Tuesday, February 1, 2011
[Comic title: Learning to Cook; alt text: "And yet I never stop thinking, 'sure, these ingredients cost more than a restaurant meal, but think how many meals I'll get out of them! Especially since each one will have leftovers!'"]
Randy's inability to get Megan to go on a date with him has left him feeling sad and alone at mealtimes these days. Food is nothing more than a sad necessity to Randy, who makes sure to light the candles every night at mealtime, and only takes himself out to the places recommended on CitySearch or Yelp as great date spots, sadly murmuring, "one day, Megan, one day."
For a man like Randy, cooking has always been one of those things that he deeply wishes he could do, being as he is simultaneously lonely, useless, and possessed with an itinerant fascination in all things DIY (until he realizes that DIY still means "do it yourself" and that "do it yourself" means work). But being as he is useless, talentless and lazy (much like your editor, in fact), every effort to cook ends in failure.
Like a Darren Aronofsky film, every step of the road to cooking is fraught with failure where it ought to succeed. Buying ingredients costs more somehow. His cooking is at best kind of acceptable. And when hunger comes round again, the yearning for pizza overwhelms him. He dials some cheap pizza company and orders a pizza.

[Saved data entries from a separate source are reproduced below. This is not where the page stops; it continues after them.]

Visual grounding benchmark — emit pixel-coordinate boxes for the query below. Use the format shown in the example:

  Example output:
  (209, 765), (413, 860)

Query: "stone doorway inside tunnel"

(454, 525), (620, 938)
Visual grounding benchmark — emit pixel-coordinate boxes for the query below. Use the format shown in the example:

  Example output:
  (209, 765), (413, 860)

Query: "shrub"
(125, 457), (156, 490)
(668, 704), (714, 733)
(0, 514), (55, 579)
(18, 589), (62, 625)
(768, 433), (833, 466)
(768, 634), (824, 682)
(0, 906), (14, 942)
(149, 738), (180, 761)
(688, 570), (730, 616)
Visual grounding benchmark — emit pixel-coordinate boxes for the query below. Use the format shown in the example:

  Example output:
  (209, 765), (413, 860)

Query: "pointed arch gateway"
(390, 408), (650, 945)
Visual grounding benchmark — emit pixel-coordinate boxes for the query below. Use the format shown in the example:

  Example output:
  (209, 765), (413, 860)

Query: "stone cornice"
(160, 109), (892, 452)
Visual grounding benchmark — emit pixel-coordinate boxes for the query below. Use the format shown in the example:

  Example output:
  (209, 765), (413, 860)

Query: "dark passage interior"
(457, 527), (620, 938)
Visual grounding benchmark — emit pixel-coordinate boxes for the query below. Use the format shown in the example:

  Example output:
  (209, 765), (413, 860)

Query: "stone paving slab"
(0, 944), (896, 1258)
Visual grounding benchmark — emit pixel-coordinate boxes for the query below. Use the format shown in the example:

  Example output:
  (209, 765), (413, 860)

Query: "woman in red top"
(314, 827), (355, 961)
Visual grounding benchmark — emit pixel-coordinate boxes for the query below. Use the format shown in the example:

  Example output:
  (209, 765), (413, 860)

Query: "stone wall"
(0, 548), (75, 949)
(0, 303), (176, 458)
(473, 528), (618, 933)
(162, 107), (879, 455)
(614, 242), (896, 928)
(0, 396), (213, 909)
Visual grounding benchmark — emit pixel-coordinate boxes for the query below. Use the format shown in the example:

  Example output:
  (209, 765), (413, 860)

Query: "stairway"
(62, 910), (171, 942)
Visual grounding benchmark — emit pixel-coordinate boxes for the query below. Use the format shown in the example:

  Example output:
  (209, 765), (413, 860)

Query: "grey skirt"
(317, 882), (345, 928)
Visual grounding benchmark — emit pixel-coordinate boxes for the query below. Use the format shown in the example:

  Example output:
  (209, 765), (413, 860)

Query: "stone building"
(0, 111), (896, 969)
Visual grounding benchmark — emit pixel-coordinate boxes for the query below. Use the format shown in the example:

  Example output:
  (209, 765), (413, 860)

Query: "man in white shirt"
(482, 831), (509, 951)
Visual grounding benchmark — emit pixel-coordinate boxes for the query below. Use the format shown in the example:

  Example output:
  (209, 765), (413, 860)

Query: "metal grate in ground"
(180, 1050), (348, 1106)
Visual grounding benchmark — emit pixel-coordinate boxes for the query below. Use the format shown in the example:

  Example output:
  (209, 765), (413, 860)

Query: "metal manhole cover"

And the pizza remains tasty for days, while his cooking festers in the fridge, mocking him. "You could never make me as good as your pizza," the leftovers whisper, and Randy knows this to be true.
And he could cook again, of course, but what would be the point? Already he has fallen into a cycle of failure and discarded his sad attempts at sustaining himself. No, his heart belongs to the pizza-industrial complex. The rest of his ingredients occupy space in his fridge until they, too, finally rot and make the last pilgrimage to the dumpster. And months later, with his failure forgotten, or with the deluded belief that he can change, he can do better now, he tries again.
At long last, Randall decides to document his failures with a flowchart. But it is a flowchart bereft of humor--this flowchart represents the sad prison Randall Munroe now occupies. There are no choices. There is only an endless cycle of failure. In the end, Randall Munroe can't even sustain himself.